8 Ağustos 2012 Çarşamba

Kurtarıcı Melek

  Pencerelerden sızan güneş ışığı; koridorda görsel bir şölen yaratıyordu. Sanki cennet bugün, bu evi aydınlatmaya karar vermiş gibiydi. Ama bu şölen birazdan kan ve et parçalarıyla taciz edilecekti; zira, ya ben zombinin kafasını koparacaktım, ya da o etlerimi savura savura beni midesine indirecekti.
  Bir pazar alışverişinin bu kadar aksiyonlu geçeceği kimin aklına gelirdi ki? Altı üstü marketten biraz yiyecek alıp barınağımıza dönecektik. Şimdi ise, bir zombinin öğle yemeği olmak üzereydim.
  Panik anında insan mantıklı düşünme yetisini yitirmeye başlar. Verdiği kararları alelacele almak zorunda kalır ve genellikle aldığı karar hatalı olur. Her şeyden önce sakin olmak zorundaydım. İlk kural neydi; asla köşeye sıkışma. Kapının sürgüsünü açıp apartmanın içine dönecek kadar zamanım yoktu. Hem, apartmana dönmek istesem bile; o kadar patırtıdan sonra apartmandaki zombiler kata doluşmuş olabilirlerdi. Bir tanesi ile karşılaşmaktan çekinirken, onlarcasıyla karşılaşmak... Evet; bu seçenek elendi. Daha hızlı düşünmeliyim! Durum analizi; uzun bir koridor, sadece bir zombi, elimde bir bıçak. Avantajlı benim. Tek harekette bıçağı başına sokmam gerekiyor. En rahat neresinden sokabilirim? Göz yuvaları! Hem beyne yakın, hem de yumuşak. Karar verilmiştir; saldırma zamanı! 
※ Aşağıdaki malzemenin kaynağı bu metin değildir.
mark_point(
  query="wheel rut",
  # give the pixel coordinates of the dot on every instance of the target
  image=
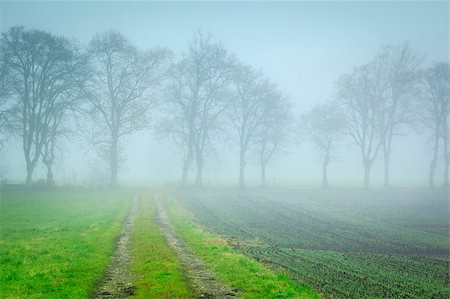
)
(118, 279)
(204, 281)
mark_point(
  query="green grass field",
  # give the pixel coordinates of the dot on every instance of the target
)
(347, 243)
(57, 244)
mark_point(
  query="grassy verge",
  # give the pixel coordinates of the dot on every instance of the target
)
(251, 278)
(57, 244)
(158, 272)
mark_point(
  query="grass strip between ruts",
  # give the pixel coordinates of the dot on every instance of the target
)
(158, 272)
(249, 277)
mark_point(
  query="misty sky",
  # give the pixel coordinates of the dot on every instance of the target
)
(301, 46)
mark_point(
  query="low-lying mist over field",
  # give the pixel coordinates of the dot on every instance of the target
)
(210, 90)
(224, 149)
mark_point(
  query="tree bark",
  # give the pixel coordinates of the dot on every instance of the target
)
(50, 179)
(263, 175)
(434, 160)
(367, 167)
(387, 158)
(242, 169)
(29, 178)
(114, 159)
(199, 178)
(325, 163)
(446, 166)
(325, 175)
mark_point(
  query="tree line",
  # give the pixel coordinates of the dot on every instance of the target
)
(204, 97)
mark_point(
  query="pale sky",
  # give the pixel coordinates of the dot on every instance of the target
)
(302, 46)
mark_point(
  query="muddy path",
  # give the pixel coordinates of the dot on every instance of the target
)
(204, 282)
(118, 279)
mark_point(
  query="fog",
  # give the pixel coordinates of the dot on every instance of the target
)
(303, 48)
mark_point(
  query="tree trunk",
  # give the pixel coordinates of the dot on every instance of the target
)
(50, 179)
(387, 158)
(325, 163)
(446, 166)
(199, 160)
(433, 162)
(367, 167)
(114, 159)
(184, 175)
(263, 175)
(29, 178)
(242, 169)
(325, 174)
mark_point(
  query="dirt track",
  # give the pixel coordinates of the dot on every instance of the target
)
(118, 279)
(203, 280)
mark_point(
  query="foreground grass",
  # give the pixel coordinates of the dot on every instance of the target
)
(57, 244)
(158, 272)
(251, 278)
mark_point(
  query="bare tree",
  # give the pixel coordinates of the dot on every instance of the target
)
(403, 75)
(322, 126)
(5, 93)
(361, 95)
(437, 107)
(246, 110)
(118, 90)
(195, 100)
(273, 131)
(37, 62)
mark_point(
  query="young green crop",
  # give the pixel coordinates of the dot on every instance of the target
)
(348, 243)
(250, 278)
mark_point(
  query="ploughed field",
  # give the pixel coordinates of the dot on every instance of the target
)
(347, 243)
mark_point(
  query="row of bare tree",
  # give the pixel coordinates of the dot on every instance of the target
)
(377, 102)
(206, 96)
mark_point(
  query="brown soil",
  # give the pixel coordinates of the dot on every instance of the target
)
(203, 280)
(118, 279)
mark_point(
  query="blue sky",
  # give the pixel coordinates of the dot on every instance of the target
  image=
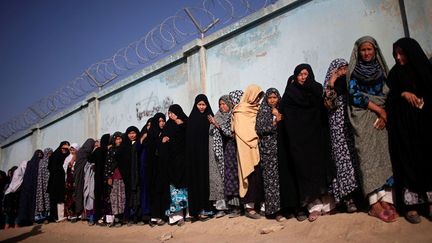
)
(46, 43)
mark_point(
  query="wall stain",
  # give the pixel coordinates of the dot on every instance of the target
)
(150, 105)
(252, 44)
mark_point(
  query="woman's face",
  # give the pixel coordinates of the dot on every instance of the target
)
(161, 123)
(223, 107)
(64, 148)
(132, 135)
(342, 71)
(118, 141)
(201, 106)
(302, 76)
(367, 51)
(400, 56)
(258, 98)
(272, 100)
(172, 116)
(72, 150)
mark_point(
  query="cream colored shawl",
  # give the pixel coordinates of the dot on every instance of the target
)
(243, 126)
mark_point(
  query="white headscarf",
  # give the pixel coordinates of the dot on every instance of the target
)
(17, 178)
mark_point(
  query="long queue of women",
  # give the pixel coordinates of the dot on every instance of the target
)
(358, 143)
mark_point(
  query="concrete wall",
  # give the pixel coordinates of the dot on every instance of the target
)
(262, 48)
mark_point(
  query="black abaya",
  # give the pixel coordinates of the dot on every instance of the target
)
(304, 119)
(197, 157)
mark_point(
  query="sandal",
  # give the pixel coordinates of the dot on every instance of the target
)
(301, 216)
(280, 218)
(203, 217)
(252, 214)
(384, 215)
(350, 206)
(413, 217)
(314, 215)
(180, 223)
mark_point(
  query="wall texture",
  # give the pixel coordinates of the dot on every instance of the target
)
(262, 48)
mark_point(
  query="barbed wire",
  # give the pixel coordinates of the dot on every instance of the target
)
(158, 42)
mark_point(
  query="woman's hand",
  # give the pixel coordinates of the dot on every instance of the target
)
(381, 121)
(212, 121)
(165, 139)
(411, 98)
(275, 112)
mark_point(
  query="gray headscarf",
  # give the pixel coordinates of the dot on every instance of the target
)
(356, 64)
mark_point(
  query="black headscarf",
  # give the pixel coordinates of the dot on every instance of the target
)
(301, 94)
(417, 70)
(178, 111)
(111, 161)
(197, 156)
(144, 129)
(56, 182)
(28, 189)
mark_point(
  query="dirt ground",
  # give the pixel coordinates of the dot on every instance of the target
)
(358, 227)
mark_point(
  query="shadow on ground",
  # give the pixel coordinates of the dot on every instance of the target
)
(36, 230)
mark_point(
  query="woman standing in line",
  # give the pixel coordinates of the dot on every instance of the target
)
(42, 196)
(231, 179)
(172, 159)
(69, 202)
(367, 74)
(197, 158)
(409, 116)
(342, 139)
(115, 194)
(305, 124)
(243, 126)
(27, 203)
(56, 181)
(217, 143)
(267, 122)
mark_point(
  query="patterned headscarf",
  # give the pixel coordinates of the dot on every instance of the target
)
(264, 117)
(235, 96)
(334, 65)
(366, 71)
(220, 116)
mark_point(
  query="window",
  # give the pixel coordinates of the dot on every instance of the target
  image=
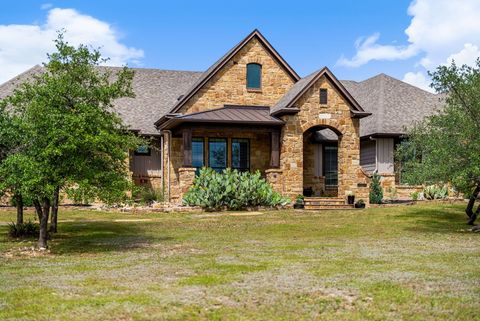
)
(197, 154)
(217, 153)
(330, 165)
(241, 154)
(143, 150)
(254, 76)
(323, 96)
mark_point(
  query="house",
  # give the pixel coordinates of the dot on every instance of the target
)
(250, 110)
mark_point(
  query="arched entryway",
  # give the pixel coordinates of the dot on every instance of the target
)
(321, 161)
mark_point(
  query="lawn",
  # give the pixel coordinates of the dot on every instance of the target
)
(400, 263)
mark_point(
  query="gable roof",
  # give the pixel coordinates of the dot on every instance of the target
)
(293, 95)
(155, 91)
(207, 75)
(394, 104)
(229, 114)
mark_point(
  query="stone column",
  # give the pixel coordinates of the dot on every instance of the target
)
(274, 177)
(186, 176)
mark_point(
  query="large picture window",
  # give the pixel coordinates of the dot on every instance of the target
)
(217, 153)
(241, 154)
(254, 76)
(197, 154)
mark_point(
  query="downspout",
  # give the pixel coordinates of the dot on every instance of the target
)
(169, 133)
(376, 153)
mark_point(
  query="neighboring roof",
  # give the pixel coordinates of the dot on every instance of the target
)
(207, 75)
(155, 91)
(293, 95)
(394, 104)
(229, 114)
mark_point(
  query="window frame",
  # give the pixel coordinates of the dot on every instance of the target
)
(323, 93)
(202, 140)
(241, 169)
(147, 153)
(259, 75)
(218, 169)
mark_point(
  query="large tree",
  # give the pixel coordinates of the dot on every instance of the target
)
(70, 135)
(445, 148)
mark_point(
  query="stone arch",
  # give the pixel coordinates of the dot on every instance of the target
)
(322, 160)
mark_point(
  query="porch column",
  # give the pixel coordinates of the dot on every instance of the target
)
(275, 149)
(187, 147)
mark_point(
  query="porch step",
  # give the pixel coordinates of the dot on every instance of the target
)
(321, 203)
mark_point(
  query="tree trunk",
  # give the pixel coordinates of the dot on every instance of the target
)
(45, 211)
(38, 209)
(474, 216)
(471, 202)
(19, 204)
(53, 220)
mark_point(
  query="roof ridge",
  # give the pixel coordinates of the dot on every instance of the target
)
(213, 69)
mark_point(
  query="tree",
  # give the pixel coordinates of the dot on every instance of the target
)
(70, 134)
(444, 148)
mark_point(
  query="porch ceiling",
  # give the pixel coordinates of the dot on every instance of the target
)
(229, 114)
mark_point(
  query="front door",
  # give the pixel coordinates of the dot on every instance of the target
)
(330, 168)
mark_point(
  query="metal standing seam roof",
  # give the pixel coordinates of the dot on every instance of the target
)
(230, 114)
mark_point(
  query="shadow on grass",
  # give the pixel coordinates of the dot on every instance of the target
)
(439, 219)
(98, 237)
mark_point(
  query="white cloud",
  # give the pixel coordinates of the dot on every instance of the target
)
(369, 49)
(46, 6)
(439, 30)
(467, 56)
(23, 46)
(419, 80)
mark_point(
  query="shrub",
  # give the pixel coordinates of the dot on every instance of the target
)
(149, 195)
(433, 192)
(415, 196)
(232, 190)
(376, 191)
(28, 229)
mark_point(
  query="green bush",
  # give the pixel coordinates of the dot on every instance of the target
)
(231, 190)
(28, 229)
(149, 195)
(415, 196)
(433, 192)
(376, 191)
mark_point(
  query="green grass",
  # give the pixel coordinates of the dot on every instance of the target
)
(400, 263)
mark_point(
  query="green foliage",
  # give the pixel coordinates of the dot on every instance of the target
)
(433, 192)
(232, 190)
(444, 147)
(376, 190)
(28, 229)
(58, 128)
(415, 195)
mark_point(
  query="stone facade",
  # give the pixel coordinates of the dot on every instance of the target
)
(334, 115)
(259, 139)
(228, 86)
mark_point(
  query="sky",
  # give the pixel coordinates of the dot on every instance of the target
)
(355, 39)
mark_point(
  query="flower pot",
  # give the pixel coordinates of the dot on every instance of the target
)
(351, 199)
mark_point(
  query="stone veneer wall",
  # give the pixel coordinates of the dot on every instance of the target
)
(317, 183)
(259, 152)
(336, 115)
(228, 86)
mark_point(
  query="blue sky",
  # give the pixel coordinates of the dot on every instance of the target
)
(191, 35)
  Bıçağı, ucu öne gelecek şekilde tuttum ve zombiye doğru koşmaya başladım. O an vücudumda dolaşan adrenalinden midir bilinmez; zaman yavaşlamış gibiydi. '300' filmindeki savaş sahnelerinden birindeydim sanki. Adımlarımı duyabiliyordum. Fazla sessiz... Kalp atışlarım... Son 3 adım... 
  Daha bıçağı savurmaya fırsat bulamamıştım ki, zombinin beyni başının sol tarafından fırladı ve duvara yapıştı. Silah sesi? İçerde biri daha mı vardı? Hayır; silah sesinin yankısı içeriden gelmemişti. Sağımdaki kapıdan odaya girdim. Pencerede bir mermi deliği vardı. Karşı binadan birileri vip'den gösterimi izliyordu anlaşılan.
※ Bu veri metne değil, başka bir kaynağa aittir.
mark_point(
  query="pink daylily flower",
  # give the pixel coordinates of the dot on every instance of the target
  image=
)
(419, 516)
  Hemen pencereye koştum. Esrarengiz koruyucu meleğimle tanışmaya can atıyordum. Karşı pencereden bana işaretler yapıyordu. Anladığım kadarıyla alt metin şunlardı; " Koridorun sonundaki odaya git, pencereyi aç ve yangın merdiveninden aşağı in." Hemen koridora koştum. Zombinin beyin parçaları duvarda kaymaya devam ediyordu. Koridorun sonundaki odaya girdim. Tam karşımdaki pencereyi açtım ve yangın merdivenine çıktım. Aşağıda hiç zombi görünmüyordu. Apartmanın yan bahçesi kısmen korunaklı durumdaydı. Hızlı adımlarla merdivenden aşağı indim.
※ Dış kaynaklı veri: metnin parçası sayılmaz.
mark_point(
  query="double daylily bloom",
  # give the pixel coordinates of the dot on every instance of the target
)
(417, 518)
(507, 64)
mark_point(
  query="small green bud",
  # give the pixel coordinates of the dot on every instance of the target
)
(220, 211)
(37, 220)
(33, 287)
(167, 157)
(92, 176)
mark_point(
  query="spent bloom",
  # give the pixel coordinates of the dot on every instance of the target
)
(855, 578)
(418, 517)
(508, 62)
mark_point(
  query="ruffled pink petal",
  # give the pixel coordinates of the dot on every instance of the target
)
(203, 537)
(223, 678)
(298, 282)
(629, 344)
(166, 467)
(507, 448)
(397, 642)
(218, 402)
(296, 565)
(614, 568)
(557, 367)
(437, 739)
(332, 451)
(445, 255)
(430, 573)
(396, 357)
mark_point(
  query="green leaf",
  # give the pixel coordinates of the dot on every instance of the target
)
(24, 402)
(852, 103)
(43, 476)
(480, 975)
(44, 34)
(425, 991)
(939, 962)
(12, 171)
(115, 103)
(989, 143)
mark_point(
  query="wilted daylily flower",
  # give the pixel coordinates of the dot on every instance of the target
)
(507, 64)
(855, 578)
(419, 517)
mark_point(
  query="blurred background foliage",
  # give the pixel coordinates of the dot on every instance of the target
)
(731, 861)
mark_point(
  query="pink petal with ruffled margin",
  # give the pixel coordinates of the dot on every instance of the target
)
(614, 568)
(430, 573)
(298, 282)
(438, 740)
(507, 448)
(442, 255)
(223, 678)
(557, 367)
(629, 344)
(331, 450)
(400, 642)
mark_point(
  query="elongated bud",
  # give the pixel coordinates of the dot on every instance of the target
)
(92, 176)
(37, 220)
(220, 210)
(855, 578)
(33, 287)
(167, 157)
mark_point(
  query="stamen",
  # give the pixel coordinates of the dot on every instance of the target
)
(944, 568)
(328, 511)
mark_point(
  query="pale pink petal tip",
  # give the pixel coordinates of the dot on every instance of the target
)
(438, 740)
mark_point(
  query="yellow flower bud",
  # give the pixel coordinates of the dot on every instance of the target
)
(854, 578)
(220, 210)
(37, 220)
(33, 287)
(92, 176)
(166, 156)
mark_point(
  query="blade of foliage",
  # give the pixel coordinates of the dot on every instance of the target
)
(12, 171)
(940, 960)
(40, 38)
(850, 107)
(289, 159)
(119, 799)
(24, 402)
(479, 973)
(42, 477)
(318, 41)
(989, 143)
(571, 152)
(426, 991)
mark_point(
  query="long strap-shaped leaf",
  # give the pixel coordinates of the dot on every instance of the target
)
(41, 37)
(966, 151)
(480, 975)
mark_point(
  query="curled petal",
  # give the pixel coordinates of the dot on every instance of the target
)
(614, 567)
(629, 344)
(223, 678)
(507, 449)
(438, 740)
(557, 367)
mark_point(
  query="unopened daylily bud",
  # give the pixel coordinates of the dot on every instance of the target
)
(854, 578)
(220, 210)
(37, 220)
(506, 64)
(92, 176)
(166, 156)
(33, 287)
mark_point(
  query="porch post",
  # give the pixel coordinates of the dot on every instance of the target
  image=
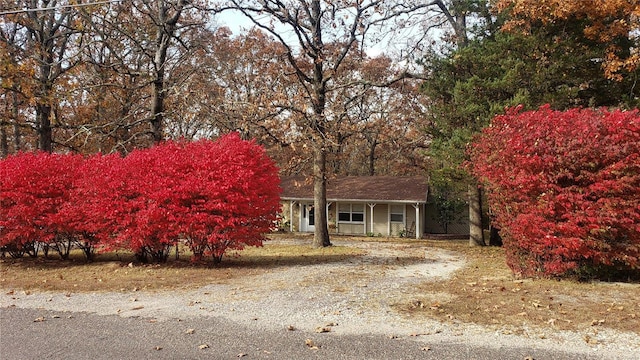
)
(388, 219)
(291, 215)
(418, 231)
(371, 206)
(327, 212)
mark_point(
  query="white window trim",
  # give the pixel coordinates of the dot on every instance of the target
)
(351, 212)
(404, 213)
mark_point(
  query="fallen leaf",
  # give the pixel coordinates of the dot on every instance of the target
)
(311, 345)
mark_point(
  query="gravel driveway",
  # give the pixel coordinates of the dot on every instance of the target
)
(323, 303)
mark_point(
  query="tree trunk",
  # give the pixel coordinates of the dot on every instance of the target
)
(321, 233)
(43, 123)
(476, 234)
(4, 142)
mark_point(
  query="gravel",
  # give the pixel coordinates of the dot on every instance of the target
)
(343, 299)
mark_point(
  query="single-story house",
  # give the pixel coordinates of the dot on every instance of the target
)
(359, 205)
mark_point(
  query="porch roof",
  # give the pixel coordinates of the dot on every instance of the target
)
(372, 189)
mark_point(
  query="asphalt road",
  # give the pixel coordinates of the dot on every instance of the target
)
(42, 334)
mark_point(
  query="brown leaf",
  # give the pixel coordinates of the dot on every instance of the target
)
(311, 345)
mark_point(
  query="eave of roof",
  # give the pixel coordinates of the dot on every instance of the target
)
(366, 189)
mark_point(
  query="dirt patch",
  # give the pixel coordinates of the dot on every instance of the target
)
(431, 290)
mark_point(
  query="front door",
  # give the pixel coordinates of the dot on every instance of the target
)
(308, 218)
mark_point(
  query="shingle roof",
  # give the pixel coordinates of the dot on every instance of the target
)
(360, 188)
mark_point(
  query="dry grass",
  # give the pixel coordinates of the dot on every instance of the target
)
(486, 293)
(483, 292)
(120, 272)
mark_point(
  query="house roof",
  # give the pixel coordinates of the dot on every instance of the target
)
(407, 189)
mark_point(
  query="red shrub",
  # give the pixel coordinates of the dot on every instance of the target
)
(215, 195)
(564, 187)
(34, 190)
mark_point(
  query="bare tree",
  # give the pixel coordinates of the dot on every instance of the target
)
(319, 36)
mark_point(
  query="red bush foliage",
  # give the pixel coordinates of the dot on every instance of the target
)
(35, 188)
(564, 187)
(213, 195)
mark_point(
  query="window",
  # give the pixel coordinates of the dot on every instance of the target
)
(397, 213)
(351, 213)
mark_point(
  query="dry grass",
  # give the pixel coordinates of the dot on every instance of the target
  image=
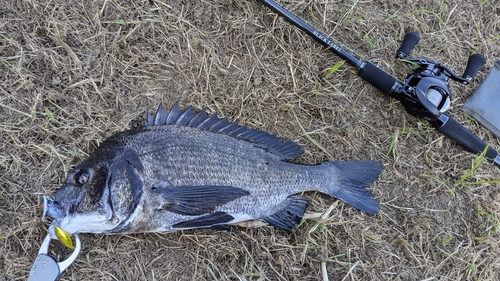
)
(73, 74)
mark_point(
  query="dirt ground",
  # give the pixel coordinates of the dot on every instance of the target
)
(72, 74)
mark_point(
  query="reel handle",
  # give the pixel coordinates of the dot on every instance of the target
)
(409, 41)
(475, 62)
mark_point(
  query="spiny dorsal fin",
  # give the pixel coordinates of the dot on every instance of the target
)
(213, 123)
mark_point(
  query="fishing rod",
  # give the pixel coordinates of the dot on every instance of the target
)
(424, 94)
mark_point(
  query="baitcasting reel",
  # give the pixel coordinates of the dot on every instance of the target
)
(426, 93)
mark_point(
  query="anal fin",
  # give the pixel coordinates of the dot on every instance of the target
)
(290, 215)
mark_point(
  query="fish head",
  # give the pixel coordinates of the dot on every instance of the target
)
(81, 204)
(98, 194)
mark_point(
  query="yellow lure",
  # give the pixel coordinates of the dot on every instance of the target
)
(63, 237)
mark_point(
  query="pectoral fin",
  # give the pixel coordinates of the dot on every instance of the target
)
(197, 200)
(207, 221)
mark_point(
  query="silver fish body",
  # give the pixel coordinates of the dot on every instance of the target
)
(186, 170)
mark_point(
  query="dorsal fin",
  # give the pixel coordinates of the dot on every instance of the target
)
(190, 118)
  Apartmanın ön kapısı son bıraktığımda çılgın hayranlarımla doluydu. Tekrar onların arasına girme riskini almalı mıydım? Az önceki keskin atışından sonra, sanırım kurtarıcı meleğime güvenebilirdim.
  Apartmanın ön tarafına doğru yavaşça yürüdüm. Duvarın kenarından ön kapının olduğu tarafa baktım. Ortalıkta hiç zombi görünmüyordu. Sanırım başka bir şey dikkatlerini çekmişti. Silah sesi? Hassk! 
  Bahçe duvarından sokağa atladım ve karşı apartmana koştum. Apartman kapısı kilitliydi. Burada beklemek fazla riskli olurdu. Hemen saklanacak bir yer bulmak zorundaydım.
  Ümitsizlik duygusu etkisini göstermeye başlamıştı ki; apartman kapısının yanındaki pencere açıldı ve biri kafasını dışarı uzattı; " İçeri gir, geri zekalı!"